Happy Lunar New Year of the Fire Rooster! Do you feel the fire in the air?! 😀
I was in meditation early this morning and contemplated how the lunar new year is such an odd holiday for me. I always feel like an outsider while the society expect me to be an insider.
My ancestors might come from the main land. But being the Nth generation Indonesian Chinese and being fully raised as an Indonesian who then left home quite early in her life, I don’t feel much connection to the Chinese culture at all.
I remember feeling weird in my late teens when for the first time my parents decided to join in the celebration by giving us angbow. I mean, I was grateful for the money and its symbolism, but there was a question in my head that went “why are you giving me money all of a sudden?”. It felt, and still feels like I’m borrowing someone else’s culture.
I have to thank Singapore for sharing with me about the Chinese culture and for friends who invited me to my first Lo Hei a couple years ago. I think one of the most beautiful idea in a lunar new year is the Reunion dinner, where family near and far gather and eat together before the day full of festivities and visiting begins. My family doesn’t and had never done a reunion dinner.
But yes, despite my eagerness of learning the culture (i’m generally a lover of understanding other cultures), I’m well aware that this is not my heritage. I remember feeling liberated and ecstatic when in a Singapore application form, I could finally put down “Indonesian” as my race, instead of “Chinese”.
I feel that race is truly a social groupings that helps people (mostly government) define us. And the closest social groupings I can identify with is Indonesian. I can tell you why the Balinese has a teeth-cutting ceremony, why the Javanese shower with flower water before a wedding, and why the Toraja people keep their dead relatives. But unfortunately I had forgotten what ‘Lo Hei’ is for. And again, this is only a tiny indicator of my culture. It hardly scratches the surface of what my real culture is.

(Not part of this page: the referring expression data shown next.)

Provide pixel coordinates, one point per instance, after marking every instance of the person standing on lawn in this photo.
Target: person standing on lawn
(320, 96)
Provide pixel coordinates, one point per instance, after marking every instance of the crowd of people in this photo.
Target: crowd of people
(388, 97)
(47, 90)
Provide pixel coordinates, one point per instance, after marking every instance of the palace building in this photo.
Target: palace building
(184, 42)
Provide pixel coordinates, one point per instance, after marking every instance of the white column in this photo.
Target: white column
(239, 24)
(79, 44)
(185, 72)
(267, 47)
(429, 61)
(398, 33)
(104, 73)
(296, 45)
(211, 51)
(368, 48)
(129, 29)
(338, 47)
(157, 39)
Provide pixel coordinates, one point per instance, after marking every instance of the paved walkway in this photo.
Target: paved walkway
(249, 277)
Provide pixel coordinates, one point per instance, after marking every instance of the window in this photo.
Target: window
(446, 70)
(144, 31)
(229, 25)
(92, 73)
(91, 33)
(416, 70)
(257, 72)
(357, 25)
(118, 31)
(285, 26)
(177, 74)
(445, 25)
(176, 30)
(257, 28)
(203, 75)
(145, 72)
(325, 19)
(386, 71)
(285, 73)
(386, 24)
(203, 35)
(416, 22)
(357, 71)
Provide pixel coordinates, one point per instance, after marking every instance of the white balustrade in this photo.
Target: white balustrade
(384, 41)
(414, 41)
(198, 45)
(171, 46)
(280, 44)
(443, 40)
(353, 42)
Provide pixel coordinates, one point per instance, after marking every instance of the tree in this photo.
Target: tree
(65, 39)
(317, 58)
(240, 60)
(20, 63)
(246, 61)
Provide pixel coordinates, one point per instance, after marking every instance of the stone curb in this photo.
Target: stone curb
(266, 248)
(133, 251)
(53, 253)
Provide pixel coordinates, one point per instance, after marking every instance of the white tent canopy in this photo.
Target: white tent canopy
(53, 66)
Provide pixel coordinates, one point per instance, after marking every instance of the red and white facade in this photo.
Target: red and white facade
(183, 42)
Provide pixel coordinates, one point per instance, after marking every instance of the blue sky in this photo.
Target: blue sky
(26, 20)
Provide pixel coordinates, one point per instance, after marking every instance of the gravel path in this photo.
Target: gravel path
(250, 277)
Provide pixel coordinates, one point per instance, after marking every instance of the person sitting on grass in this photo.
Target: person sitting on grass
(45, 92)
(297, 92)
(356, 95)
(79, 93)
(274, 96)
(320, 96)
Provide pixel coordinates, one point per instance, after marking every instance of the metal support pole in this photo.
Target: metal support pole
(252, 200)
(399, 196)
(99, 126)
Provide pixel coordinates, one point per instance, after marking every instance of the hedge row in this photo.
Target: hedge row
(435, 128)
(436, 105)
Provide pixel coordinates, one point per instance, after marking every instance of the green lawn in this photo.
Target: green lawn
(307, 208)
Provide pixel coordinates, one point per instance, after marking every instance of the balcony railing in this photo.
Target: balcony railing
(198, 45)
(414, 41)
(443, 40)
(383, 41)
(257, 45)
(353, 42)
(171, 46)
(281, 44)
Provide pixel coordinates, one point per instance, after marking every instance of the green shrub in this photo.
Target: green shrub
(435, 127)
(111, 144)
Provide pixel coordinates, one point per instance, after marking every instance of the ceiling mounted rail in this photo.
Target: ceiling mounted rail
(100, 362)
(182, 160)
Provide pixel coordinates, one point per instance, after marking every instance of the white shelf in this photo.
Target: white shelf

So I guess what I’m trying to say here is that culture is such a fluid thing. And in this 21st century, the color of my skin and the shape of my eyes is no longer an identification of my culture. In a world where certain world leaders and certain religious leaders are trying to divide people by their looks, perhaps it’s time for us to cast aside our judgment on who people are based on their looks.
I have a Mexican friend who is a muslim. I had a chinese american boyfriend who had never left America. I know a tall big American who is probably the most Asian person I know. My Japanese teacher-assistant back in California was a tall big American Hispanic who have a Phd in Japanese literature. One of my friends in college is of Chinese-descent but from Panama who speaks English with a Panaman accent and speaks fluent spanish (cause that is her mother tongue).
The world is changing constantly and extremely fluid. Let’s start tearing off these judgments and start seeing a person’s soul.
🙂 A deep topic I’m writing this time. But it’s something that I’d like to continuously passionately share about. The more people want to divide us, the more I’m going to share with others how to open our hearts to differences.
And coming back to my own culture, what I really am is a pure gado-gado, rojak, californian fresh salad, 3rd culture kid who probably is very much a banana (ya know, yellow on the outside and quite white on the inside?). But hey, if I can barely define myself, then I probably shouldn’t try to define others :D.
Have a fabulous Chinese New Year celebrations, friends. I really believe that this year is gonna be awesome. This New Moon feels amazing, feels like the beginning of so many awesome things. May it be the beginning of floods of peaceful waves coming upon this Earth we live in.